Monstrum (2018) | Review

Südkoreanische Filmemacher verfolgen scheinbar den Trend unterschiedlichste Genre miteinander kombinieren zu wollen. Sei es nun ein Monsterfilm mit Familiendrama wie The Host oder die gesellschaftskritisch-dramatische Zombie-Apokalypse der Duologie Seoul Station und Train to Bussan.

Monstrum schlägt in eine ähnliche Kerbe wie die von mir geliebte Serie Kingdom und kombiniert mittelalterliche Intrigen mit Horrorelementen, erreicht aber nicht die Qualität der Serie aber lasst mich ins Detail gehen …


Kernfakten zum Film

Titel: Mostrum

Originaltitel: Mulgoe

Regie: Hee Jong-ho

Laufzeit: 105 Minuten

Erscheinungsjahr: 2018

Genre: Fantasy-Horror


Handlung: Es war einmal im Kaiserreich Korea

Dreizehn Jahre vor Beginn der Filmhandlung wütet die Pest in einem Dorf und der König lässt alle Bewohner töten.

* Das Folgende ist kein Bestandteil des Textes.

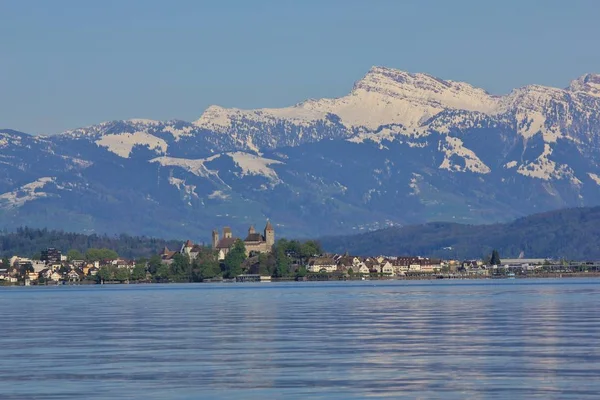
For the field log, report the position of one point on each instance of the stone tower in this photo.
(215, 238)
(269, 235)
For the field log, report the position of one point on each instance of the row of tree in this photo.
(288, 258)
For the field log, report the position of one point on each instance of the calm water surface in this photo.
(480, 339)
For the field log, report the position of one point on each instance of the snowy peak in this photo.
(588, 83)
(426, 89)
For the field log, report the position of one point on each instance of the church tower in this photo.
(215, 238)
(269, 235)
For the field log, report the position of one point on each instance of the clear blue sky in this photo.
(71, 63)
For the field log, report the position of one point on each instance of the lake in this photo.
(492, 339)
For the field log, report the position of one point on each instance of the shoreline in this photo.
(436, 277)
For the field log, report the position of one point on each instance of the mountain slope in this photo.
(399, 149)
(571, 234)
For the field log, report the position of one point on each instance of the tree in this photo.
(25, 268)
(162, 272)
(180, 267)
(122, 274)
(301, 272)
(139, 272)
(153, 264)
(282, 264)
(74, 254)
(105, 273)
(100, 254)
(206, 265)
(495, 259)
(263, 264)
(234, 259)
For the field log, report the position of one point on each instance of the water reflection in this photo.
(322, 340)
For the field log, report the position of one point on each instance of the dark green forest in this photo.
(30, 241)
(572, 234)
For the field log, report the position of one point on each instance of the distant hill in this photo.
(397, 149)
(29, 241)
(569, 233)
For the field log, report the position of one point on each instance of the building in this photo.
(51, 256)
(255, 242)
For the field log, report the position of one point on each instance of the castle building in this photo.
(255, 242)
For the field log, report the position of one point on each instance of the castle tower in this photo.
(215, 238)
(269, 235)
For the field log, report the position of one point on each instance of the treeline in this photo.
(572, 234)
(29, 242)
(288, 259)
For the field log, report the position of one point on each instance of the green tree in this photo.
(263, 264)
(234, 259)
(301, 272)
(495, 259)
(282, 264)
(153, 264)
(162, 272)
(139, 272)
(122, 274)
(100, 254)
(25, 268)
(105, 273)
(74, 254)
(180, 267)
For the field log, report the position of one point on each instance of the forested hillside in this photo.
(570, 233)
(29, 242)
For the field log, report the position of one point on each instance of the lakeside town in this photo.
(259, 257)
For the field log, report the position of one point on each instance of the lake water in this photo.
(503, 339)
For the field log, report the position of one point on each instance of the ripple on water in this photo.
(323, 340)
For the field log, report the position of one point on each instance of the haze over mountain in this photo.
(572, 234)
(399, 149)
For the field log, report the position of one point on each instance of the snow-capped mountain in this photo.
(399, 148)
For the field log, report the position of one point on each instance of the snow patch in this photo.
(452, 146)
(188, 191)
(179, 133)
(544, 168)
(218, 194)
(26, 193)
(595, 178)
(196, 167)
(122, 144)
(255, 165)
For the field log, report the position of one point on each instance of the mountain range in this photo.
(399, 149)
(571, 234)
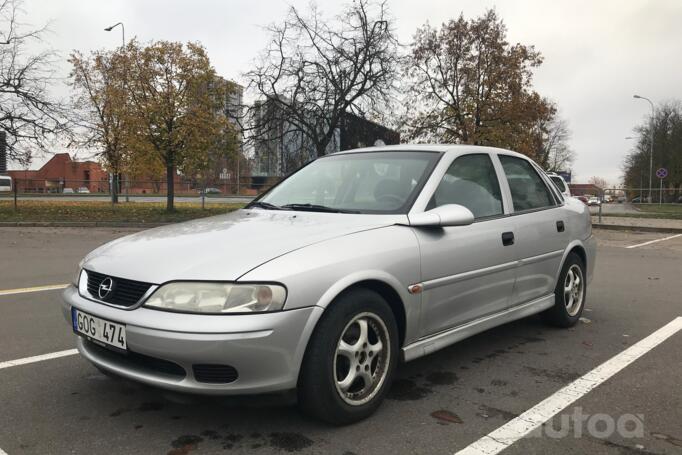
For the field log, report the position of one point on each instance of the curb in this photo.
(110, 224)
(619, 227)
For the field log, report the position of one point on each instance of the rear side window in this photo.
(470, 181)
(559, 183)
(528, 190)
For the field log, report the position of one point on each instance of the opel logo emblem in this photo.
(105, 288)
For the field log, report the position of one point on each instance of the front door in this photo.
(467, 271)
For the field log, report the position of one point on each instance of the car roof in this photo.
(457, 149)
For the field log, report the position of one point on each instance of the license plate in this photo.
(97, 329)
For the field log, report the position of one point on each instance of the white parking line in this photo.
(517, 428)
(50, 287)
(37, 358)
(654, 241)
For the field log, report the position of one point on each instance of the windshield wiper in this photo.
(316, 208)
(263, 205)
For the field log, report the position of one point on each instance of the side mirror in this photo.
(445, 215)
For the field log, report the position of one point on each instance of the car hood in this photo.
(223, 247)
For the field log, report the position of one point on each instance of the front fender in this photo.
(317, 274)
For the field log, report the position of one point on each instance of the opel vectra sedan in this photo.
(323, 284)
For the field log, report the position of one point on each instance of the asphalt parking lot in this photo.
(444, 403)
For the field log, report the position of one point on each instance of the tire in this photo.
(327, 388)
(569, 300)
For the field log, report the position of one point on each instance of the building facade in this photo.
(280, 147)
(61, 172)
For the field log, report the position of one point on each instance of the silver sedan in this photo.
(358, 261)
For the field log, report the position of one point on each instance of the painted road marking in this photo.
(50, 287)
(517, 428)
(37, 358)
(654, 241)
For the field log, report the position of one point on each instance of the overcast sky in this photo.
(597, 53)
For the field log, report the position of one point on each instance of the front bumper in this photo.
(266, 349)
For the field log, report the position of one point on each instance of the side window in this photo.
(527, 187)
(559, 183)
(470, 181)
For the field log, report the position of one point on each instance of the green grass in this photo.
(669, 209)
(90, 211)
(653, 211)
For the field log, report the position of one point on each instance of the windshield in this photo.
(375, 182)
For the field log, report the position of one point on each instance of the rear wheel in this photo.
(350, 360)
(569, 294)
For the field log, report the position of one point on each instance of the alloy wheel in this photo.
(361, 359)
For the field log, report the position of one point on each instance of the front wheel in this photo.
(569, 294)
(350, 360)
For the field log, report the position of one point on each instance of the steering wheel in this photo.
(392, 200)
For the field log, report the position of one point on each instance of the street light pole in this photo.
(651, 152)
(123, 46)
(641, 176)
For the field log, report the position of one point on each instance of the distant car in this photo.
(594, 200)
(560, 183)
(211, 191)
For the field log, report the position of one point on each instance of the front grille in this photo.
(214, 374)
(139, 362)
(124, 292)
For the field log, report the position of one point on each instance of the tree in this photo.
(552, 151)
(314, 71)
(29, 116)
(667, 129)
(100, 107)
(467, 84)
(175, 105)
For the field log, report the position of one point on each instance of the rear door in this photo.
(540, 229)
(467, 271)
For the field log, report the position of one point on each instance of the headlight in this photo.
(218, 298)
(77, 276)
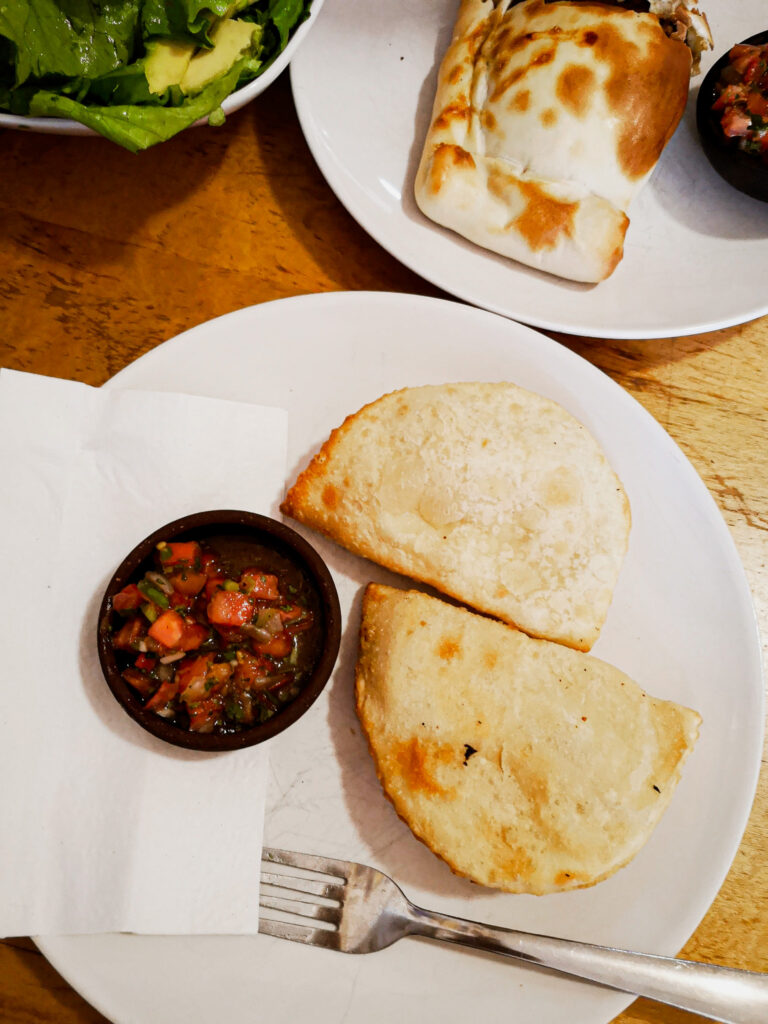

Der Soldat Yun-kyum möchte einem Mädchen das Leben retten, fällt dabei in Ungnade und zieht mit seinem jüngeren Bruder das Mädchen im Exil auf.

Wir schreiben das Jahr 1527 n. Chr. im Kaisereich Korea während der Joseon-Dynastie. Im Volk geht das Gerücht um, dass ein Monster, genannt Monstrum, sein unwesen, Menschen tötet und die Pest verbreitet. König Jungjong vermutet hinter Monstrum eine Intrige von Minister Sim Woon. Er entsendet den Soldaten Hur um Yun-kyum zurückzubringen, da er seinen besten Mann benötigt, um Fall zu lösen. Yun-kyum, sein Bruder Sung-han, deren Mündel Myung und der Soldat Hur begeben sich auf die Quest das Mysterium, um Monstrum zu klären und werden dabei in die Intrigen des königlichen Hofes gezogen …

Meine Meinung zum Film

Zuerst muss ich das Setting des Films loben. Korea zur Zeit der Joseon-Dynastie wirkt immer noch sehr erfrischend und ich halte es für eine sehr gute Idee, wenn Korea etwas mehr von Kultur und Geschichte im Medium Film präsentieren will, da allein die Kostüme wirklich klasse sind. Auch gefällt die hervorragende Leistung der Schauspieler, die durch eine wertige deutsche Vertonung unterstrichen wird.

Allerdings krankt der Film bei den Themen Spannung & Tempo, obwohl die grundlegende Prämisse äußerst interessant ist. Leider schafft es der Film nur selten eine kontinuierliche Spannungskurve zu erzeugen, da die Mischung aus Horror-Fantasy und Mittelalter-Thriller über die relativ kurze Laufzeit etwas zu überladen wirkt. Dadurch bremst sich der Film etwas zu stark aus.

Fazit

Alles in allem ist Monstrum ein solider Fantasy-Horror-Thriller mit starker Besetzung, interessantem Szenario und einer wertigen deutschen Lokalisierung. Leider mangelt es dem Film zu sehr an Spannung, um bis zum Ende hin zu unterhalten. Hier wäre eher ein Fokus auf das Monster an sich unterhaltsamer gewesen!

Ich vergebe für Monstrum die Wertung bedingt sehenswert. Das wars von meiner Seite. Wir lesen uns im nächsten Beitrag!